C&I: You haven’t had much opportunity to ride horses in most of your previous films. Did you need a refresher course in horsemanship before this project?
Baldwin: [Laughs] My mom had horses when I was young, so I’m not afraid of horses. I can ride. But I admit, I’m by no means an expert. If you could’ve seen some of the things in the script they had my character doing — wow. I was like, “Well, get a good stunt guy.” I mean, it was basically barrel-roping, and that sort of thing, and I knew I wasn’t able to do that. Like I say, I can ride a horse. I just don't ride super-fast.
C&I: What was the most challenging thing about playing Sam Barnes?
Baldwin: Good question. I think the most challenging part was conveying a sense of patience and pathos, and covering up his sadness for the time he’s lost, without making it too schmaltzy, without making it overly sentimental. He’s a straightforward guy. And he’s a man of integrity.
C&I: Was there a specific scene that proved to be more difficult to shoot than others?

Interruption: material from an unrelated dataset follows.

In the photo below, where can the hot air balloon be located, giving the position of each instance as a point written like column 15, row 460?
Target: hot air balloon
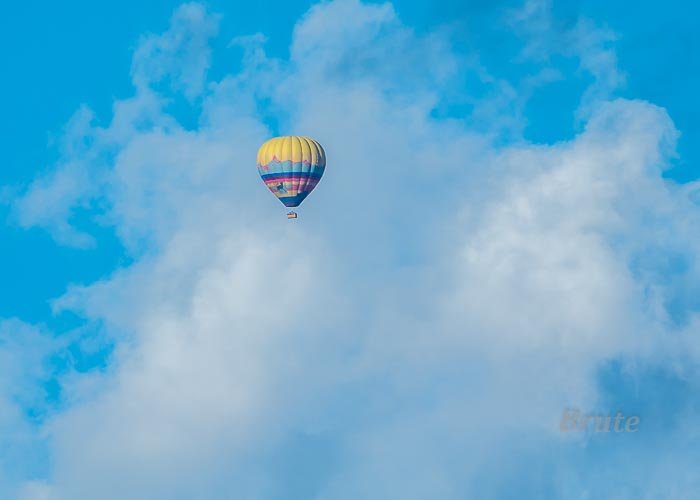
column 291, row 166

Baldwin: Well, again, I don’t want to give too much away. But there’s the scene where the bad guy comes and confronts me and tries to take me away. There were a lot of logistics that we had to work out blocking-wise, and a lot of coverage. And I knew we would be pushed for time to serve each character in a sense, from confrontation to escape scene to the gun work. So I was worried about that scene. And yet, because the crew was so efficient, they worked together so well that we are able to pull it off. Everyone was ecstatic at the end of the day. The rest of it was really fun storytelling for me — hanging out with the kid, teaching him how to shoot a Winchester rifle, whittling on a porch, that kind of stuff. Telling a story — that's just great fun for me.